Unfortunately, even in spite of the continuing hype of “China this” and “China that,” you’ve pretty much missed the boat if you haven’t already gotten on board. At least, that’s what billionaire George Soros believes. In a recent speech in Norway, Mr. Soros said that there is mounting evidence which shows that the government there does not have good control of their economy and that inflationary pressures are having more of an impact than had been expected. He points out that there’s a danger that the Beijing government could lose control completely.
Clearly, the Chinese central bank’s various attempts to rein in inflation in the overheated economy have been valiant, though with little enduring effect. Just last week, the People’s Bank of China pulled out one of their inflation fighting weapons and raised banks’ reserve requirements by 50 basis points, the 6th such time the central bank has done that this year.

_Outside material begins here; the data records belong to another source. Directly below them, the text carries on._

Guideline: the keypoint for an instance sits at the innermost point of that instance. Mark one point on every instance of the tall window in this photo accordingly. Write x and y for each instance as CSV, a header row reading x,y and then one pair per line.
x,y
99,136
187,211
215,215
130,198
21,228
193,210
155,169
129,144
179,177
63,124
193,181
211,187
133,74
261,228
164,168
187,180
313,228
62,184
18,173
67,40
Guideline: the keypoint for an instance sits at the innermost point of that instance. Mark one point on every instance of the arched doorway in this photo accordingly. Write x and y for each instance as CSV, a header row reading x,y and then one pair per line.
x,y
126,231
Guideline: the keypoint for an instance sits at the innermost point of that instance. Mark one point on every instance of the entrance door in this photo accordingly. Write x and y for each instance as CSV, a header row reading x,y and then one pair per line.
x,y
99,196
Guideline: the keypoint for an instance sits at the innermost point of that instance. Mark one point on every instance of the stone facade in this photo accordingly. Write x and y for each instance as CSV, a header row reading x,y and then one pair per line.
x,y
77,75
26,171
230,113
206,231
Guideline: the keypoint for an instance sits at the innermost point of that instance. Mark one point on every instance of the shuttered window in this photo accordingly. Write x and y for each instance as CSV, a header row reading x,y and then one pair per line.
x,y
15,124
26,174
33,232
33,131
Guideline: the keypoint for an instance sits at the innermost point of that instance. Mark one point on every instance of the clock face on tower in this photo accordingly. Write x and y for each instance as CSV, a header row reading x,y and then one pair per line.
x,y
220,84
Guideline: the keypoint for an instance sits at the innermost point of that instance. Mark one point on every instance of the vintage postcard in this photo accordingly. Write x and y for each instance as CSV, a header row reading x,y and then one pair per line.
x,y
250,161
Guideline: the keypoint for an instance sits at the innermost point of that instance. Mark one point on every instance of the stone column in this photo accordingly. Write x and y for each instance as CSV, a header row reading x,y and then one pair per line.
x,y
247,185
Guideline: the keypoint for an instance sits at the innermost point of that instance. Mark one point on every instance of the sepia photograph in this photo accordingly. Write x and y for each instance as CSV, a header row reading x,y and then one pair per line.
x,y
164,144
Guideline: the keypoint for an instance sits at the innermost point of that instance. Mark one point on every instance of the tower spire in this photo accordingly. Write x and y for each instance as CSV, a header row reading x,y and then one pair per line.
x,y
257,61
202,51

The government may have had no choice; in April, China’s annual inflation rate declined by 0.10%, which some market players saw as evidence of Beijing’s policy finally beginning to work. But May’s inflation data shows a rise of 0.20% which effectively negated April’s improvement. Some analysts believe that the June data is likely to show an increase in the CPI to 6%, well above May’s 5.5%. According to one economist, the real problem with China’s inflation is that it’s more a reflection of the rapid rise in wages than in the rise in food prices.

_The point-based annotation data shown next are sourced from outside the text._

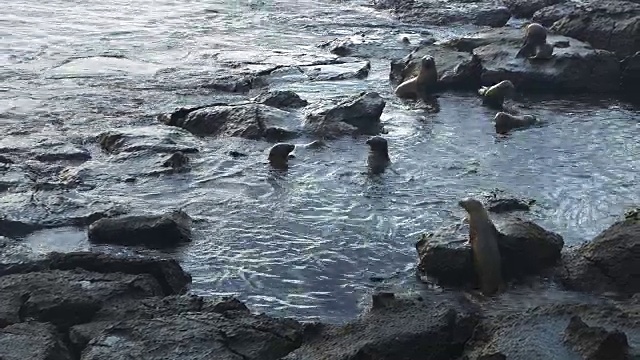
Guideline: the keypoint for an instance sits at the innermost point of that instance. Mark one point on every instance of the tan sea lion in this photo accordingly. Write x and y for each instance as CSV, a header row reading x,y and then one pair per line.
x,y
483,237
505,122
534,36
279,155
378,158
494,96
423,83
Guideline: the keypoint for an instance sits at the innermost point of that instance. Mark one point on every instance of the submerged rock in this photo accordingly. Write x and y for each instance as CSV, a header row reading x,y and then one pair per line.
x,y
525,249
441,12
596,343
281,99
152,139
249,121
608,263
356,114
489,57
394,328
157,231
33,341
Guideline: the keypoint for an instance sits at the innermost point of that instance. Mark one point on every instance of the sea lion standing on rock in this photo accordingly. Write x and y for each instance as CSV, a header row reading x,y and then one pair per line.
x,y
279,155
378,158
494,96
423,83
505,122
483,237
535,35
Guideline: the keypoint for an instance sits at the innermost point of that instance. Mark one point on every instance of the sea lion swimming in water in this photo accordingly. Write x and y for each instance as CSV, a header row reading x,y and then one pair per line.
x,y
483,237
279,155
427,79
535,35
494,96
505,122
378,158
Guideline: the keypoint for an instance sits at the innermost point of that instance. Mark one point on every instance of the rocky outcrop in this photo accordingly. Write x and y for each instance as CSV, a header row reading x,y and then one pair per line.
x,y
440,12
33,341
359,114
612,25
281,99
157,231
526,8
147,139
525,249
425,328
247,120
596,343
608,263
489,57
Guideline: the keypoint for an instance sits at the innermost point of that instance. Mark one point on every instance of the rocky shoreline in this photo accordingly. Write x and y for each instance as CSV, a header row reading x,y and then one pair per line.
x,y
91,306
86,305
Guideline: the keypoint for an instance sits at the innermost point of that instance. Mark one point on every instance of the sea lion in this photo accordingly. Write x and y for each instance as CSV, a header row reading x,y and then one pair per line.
x,y
378,158
279,155
534,36
483,237
543,52
494,96
505,122
427,79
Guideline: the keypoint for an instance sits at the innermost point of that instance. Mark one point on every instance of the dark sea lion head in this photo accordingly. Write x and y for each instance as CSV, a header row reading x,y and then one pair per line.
x,y
471,205
428,62
378,144
279,154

Economists point out, if that is the situation, if wage increases are driving inflation, then it’s because consumers’ inflationary expectations are growing and they’re demanding higher wages now. Such a scenario could actually drive prices higher as a result of the increased labor costs to produce them. The outcome would be a vicious cycle of wage increases leading to price increases leading again to wage increases. As Mr. Soros puts it, if such an inflationary spiral is allowed to occur, the Beijing government could find that an economic meltdown is looming.